Maybe it's a generational thing with Cherry and he's unable to relate to players in today's game? Gone are the stoic players who would just raise their hands in the air when celebrating a goal. Today's NHL player, making ten times more money than any one that Cherry every played against or coached, are younger and show much more personality out on the ice.

In Don Cherry's NHL, every player would be like Sidney Crosby: respectful of the game, a stoic personality, who's sometimes robotic in responses and doesn't make himself the center of attention. Or as Wyshynski put it last week, "...what is the Don Cherry 'classy' and "right" way to party down after a goal? Put on a loud jacket and give the thumbs-up?
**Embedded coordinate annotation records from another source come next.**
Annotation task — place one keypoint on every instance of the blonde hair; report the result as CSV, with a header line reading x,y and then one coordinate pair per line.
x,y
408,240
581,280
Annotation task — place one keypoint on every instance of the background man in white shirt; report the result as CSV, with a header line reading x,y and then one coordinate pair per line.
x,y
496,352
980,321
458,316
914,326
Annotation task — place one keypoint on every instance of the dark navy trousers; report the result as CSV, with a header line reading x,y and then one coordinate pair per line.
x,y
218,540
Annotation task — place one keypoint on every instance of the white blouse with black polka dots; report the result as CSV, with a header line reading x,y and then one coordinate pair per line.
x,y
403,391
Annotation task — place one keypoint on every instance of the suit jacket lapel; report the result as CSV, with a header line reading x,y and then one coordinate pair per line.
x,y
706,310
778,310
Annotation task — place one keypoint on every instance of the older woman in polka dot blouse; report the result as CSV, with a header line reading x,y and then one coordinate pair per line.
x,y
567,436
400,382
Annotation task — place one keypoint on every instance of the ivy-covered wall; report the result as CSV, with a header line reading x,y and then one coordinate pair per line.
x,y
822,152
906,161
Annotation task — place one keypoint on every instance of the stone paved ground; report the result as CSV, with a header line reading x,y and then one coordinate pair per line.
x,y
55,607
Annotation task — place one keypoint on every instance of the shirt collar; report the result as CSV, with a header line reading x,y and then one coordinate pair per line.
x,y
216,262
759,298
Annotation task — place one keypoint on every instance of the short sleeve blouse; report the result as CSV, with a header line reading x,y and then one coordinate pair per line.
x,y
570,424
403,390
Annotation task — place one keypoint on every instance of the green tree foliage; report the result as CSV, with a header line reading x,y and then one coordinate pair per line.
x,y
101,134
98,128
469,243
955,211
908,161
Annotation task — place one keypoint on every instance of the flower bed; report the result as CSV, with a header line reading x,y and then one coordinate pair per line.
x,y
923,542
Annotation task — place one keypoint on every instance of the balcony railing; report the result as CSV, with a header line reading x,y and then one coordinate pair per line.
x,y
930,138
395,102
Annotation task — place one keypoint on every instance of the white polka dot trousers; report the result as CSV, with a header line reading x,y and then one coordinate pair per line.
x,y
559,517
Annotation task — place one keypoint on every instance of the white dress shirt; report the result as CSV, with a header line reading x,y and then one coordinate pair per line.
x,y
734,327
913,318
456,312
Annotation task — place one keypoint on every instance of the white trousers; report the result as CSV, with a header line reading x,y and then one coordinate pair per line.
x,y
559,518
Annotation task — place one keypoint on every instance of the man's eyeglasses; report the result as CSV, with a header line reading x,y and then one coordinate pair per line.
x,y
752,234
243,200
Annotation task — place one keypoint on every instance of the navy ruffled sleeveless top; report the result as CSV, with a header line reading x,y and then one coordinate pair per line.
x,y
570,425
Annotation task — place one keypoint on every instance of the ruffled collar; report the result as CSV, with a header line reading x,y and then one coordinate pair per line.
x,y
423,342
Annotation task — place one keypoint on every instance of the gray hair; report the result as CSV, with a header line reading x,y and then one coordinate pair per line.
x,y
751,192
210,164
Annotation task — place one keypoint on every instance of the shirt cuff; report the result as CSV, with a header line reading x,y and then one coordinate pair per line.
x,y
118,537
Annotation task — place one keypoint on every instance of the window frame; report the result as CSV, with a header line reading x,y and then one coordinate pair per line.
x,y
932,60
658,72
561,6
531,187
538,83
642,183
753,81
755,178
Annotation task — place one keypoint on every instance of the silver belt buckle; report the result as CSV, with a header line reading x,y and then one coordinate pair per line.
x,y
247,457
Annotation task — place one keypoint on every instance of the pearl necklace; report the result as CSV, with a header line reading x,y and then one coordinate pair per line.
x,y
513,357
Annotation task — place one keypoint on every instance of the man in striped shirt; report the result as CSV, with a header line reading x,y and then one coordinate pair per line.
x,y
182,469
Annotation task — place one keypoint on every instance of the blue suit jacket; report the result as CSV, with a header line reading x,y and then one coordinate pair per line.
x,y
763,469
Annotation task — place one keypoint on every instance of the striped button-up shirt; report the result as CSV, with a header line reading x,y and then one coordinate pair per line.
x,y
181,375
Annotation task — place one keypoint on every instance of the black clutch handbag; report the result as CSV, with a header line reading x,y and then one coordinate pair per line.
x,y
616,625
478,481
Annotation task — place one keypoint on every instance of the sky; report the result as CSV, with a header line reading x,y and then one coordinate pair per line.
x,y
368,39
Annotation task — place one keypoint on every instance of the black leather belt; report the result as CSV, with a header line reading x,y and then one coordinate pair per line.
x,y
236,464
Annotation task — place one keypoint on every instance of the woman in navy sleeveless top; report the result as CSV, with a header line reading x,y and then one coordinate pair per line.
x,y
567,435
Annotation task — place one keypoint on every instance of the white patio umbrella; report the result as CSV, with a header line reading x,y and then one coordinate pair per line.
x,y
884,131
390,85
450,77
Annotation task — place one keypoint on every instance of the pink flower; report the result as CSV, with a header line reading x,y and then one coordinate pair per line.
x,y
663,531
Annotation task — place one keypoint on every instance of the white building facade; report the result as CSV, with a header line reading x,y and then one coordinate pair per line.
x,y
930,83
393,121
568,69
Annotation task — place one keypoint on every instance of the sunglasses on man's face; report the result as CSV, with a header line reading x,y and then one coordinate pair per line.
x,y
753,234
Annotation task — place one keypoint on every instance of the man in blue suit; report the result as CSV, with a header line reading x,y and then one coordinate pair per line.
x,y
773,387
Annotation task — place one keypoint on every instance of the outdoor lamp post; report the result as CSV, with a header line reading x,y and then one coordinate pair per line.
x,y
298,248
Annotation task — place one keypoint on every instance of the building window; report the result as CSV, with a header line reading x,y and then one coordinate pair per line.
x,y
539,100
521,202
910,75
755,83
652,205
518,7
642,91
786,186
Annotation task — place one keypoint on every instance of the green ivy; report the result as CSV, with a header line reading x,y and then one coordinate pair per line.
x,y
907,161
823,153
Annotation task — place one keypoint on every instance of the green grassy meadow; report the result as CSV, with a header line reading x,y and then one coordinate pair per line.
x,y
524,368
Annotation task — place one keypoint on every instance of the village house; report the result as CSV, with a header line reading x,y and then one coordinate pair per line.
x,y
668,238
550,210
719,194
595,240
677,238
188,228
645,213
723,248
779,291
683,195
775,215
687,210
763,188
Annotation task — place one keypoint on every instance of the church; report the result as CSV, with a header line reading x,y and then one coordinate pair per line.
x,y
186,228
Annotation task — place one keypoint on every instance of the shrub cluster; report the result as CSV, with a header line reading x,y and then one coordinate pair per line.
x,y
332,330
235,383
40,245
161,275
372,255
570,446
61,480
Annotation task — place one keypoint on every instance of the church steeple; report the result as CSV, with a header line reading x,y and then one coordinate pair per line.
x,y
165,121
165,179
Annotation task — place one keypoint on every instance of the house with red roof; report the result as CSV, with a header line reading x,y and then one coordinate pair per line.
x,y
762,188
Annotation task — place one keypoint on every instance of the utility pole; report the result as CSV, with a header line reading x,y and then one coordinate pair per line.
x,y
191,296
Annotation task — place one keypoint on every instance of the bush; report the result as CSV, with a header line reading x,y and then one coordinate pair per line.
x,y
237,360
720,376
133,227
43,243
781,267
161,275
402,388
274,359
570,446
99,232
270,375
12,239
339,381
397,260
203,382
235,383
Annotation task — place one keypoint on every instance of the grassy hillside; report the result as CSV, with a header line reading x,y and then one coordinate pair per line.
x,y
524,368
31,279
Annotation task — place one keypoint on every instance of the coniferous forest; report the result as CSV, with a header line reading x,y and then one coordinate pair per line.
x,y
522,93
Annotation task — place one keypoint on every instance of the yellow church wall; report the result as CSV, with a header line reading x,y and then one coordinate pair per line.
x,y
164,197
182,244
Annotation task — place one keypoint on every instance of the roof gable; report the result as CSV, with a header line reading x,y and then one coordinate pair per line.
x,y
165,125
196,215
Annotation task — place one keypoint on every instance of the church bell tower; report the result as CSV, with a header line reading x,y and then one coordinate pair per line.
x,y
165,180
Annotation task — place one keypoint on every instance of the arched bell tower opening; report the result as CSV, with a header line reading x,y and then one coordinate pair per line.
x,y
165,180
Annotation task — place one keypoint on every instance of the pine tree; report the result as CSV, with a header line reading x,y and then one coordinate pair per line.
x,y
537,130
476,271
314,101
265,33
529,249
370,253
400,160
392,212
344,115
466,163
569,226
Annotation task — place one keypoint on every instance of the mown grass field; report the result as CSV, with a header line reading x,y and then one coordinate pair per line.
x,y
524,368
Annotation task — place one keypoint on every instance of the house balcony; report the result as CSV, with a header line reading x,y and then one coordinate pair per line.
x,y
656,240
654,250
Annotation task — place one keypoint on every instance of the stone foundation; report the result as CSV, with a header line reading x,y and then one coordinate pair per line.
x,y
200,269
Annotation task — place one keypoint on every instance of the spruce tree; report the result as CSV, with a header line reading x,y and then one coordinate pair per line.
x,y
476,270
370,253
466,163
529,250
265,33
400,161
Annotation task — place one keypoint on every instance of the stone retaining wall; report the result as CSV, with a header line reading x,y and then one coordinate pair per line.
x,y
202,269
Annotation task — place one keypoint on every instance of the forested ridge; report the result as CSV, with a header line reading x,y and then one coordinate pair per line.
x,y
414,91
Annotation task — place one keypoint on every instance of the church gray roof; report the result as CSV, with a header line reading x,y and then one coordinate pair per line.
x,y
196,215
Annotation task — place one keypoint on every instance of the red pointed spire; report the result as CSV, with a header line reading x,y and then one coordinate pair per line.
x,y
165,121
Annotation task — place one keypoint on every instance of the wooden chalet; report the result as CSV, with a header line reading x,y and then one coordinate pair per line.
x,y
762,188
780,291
Hum a few bars from 'O Canada'?"

In that sense, it's easy to see why a player with Ovechkin's personality, on and off the ice, would put a wrinkle in the latest outrageous suit of hockey's most famous talking head.

Going back on the Ovechkin issue one last time: Isn't the personality that he shows on the ice the same sort of thing that Cherry represents as a talking head? Isn't Cherry's loud, boisterous personality comparable to the excitement and passion that the Washington Capitals' star shows on the ice?

Love him or hate him, Cherry, much like cockroaches or the NHL's love affair with black jerseys, isn't going anywhere. He's been put on a seven-second delay since the visor comments in 2004, but he's still at the forefront of the CBC's Hockey Night coverage, and Cherry will still be there every Saturday because hockey fans won't stop tuning in.